Use the indexer troubleshooting checks before starting a reindex. Those checks help operators distinguish normal read-model lag from RPC failure, missing contract discovery, reorg recovery, or active reindex work.

Use Observability for deployment-level metrics, logs, and traces when the observability chart is enabled. Observability helps explain why the indexer is lagging; the indexed database and blockchain monitoring surfaces show what state DALP is currently serving.

Before requesting a reindex

A reindex is a controlled rebuild of indexed read models. It is not the first response to every missing dashboard row.
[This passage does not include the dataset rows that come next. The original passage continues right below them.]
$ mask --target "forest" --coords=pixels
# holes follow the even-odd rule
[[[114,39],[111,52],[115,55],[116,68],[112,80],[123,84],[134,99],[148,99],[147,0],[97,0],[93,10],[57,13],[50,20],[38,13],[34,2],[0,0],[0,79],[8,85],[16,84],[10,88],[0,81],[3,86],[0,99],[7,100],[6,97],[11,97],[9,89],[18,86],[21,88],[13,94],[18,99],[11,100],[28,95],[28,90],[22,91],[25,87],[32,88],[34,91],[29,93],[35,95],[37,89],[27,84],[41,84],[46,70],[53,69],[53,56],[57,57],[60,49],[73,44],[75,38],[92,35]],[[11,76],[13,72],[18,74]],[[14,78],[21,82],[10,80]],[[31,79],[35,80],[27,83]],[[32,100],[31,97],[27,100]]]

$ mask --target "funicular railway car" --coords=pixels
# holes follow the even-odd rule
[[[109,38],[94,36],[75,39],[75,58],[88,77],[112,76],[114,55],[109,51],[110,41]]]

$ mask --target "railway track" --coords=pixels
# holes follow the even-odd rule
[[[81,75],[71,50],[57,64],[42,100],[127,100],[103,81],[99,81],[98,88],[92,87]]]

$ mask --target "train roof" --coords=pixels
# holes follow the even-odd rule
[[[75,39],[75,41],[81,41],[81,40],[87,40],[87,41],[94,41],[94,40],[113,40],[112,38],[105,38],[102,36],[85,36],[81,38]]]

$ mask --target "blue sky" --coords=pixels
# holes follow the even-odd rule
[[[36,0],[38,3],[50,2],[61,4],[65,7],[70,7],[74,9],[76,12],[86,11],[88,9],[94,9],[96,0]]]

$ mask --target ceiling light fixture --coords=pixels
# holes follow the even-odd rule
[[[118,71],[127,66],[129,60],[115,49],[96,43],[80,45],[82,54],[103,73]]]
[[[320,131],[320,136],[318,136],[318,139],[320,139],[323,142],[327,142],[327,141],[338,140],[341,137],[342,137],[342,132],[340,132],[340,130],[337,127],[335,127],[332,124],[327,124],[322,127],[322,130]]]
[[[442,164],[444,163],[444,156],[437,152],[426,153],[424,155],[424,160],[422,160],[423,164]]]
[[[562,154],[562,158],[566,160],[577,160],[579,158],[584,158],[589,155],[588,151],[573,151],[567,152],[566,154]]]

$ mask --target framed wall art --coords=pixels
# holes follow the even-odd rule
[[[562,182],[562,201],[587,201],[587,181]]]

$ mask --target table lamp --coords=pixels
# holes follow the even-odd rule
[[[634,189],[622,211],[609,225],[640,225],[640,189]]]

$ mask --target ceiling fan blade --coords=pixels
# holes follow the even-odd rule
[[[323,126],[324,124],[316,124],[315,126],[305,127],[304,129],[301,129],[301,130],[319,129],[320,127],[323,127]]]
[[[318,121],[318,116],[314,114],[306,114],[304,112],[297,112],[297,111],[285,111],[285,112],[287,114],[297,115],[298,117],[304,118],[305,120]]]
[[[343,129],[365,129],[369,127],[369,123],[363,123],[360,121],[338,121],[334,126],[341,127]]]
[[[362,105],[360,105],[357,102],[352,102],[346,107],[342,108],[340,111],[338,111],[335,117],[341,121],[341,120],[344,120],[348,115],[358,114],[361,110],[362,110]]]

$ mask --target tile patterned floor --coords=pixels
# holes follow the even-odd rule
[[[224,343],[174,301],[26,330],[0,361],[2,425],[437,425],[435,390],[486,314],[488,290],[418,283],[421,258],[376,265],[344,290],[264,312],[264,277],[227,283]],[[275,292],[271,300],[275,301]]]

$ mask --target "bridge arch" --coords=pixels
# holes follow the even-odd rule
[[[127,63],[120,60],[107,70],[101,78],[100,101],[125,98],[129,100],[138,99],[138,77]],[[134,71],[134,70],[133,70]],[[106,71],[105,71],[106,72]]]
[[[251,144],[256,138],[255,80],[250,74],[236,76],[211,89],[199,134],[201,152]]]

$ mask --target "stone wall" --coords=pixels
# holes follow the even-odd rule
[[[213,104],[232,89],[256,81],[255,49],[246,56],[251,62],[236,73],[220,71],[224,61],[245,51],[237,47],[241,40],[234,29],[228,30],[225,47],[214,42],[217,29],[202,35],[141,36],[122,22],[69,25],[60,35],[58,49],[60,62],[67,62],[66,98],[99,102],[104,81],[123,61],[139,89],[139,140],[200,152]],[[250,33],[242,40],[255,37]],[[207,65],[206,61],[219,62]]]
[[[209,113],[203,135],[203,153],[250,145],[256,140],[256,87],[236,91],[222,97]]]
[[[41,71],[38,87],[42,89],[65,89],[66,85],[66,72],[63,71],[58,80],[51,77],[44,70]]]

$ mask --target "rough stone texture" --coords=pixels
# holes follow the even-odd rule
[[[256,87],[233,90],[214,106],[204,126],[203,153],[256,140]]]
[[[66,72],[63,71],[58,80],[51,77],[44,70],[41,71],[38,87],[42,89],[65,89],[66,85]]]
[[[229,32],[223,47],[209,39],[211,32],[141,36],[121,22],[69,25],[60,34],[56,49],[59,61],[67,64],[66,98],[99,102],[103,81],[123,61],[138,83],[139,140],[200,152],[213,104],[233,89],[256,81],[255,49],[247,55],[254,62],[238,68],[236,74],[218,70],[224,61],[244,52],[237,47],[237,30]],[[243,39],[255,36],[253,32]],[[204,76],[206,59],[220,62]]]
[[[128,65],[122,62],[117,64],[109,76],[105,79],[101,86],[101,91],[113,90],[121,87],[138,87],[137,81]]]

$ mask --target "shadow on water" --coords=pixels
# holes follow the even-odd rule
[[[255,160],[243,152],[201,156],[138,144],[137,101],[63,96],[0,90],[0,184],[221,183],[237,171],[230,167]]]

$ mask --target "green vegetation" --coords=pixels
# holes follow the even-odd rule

Check the live signals first:

  1. Confirm the transaction succeeded on the EVM network and emitted an event that DALP supports.
  2. Check whether the indexer's processed checkpoint has reached that transaction block.
  3. Check whether the contract is registered for indexing and whether pending or backfilling work remains.
  4. Check RPC health and chain-head freshness when checkpoints stop moving.
  5. Request reindexing only when the current read model needs to be rebuilt, not when the indexer is simply behind and still catching up.

The reindex endpoint accepts a chain ID and acknowledges that the request was accepted. A conflict means another reindex is already in progress. Operators should keep watching deployment state, pending backfill, and block lag until the rebuilt schema becomes the served read model.

What the indexer covers

The Chain Indexer does not change EVM finality, provide an external proof of reserve, or guarantee an RPC provider's availability.

It turns supported chain events into DALP read models. Operators use those models and related signals to understand freshness, lag, reorg recovery, and reindex progress.

The indexer does not index arbitrary contracts by default. DALP handlers process known contract types and events registered through the platform's discovery and handler registry.

External bridges, non-EVM networks, custody-provider records, and off-chain reserve evidence need their own integration or evidence source.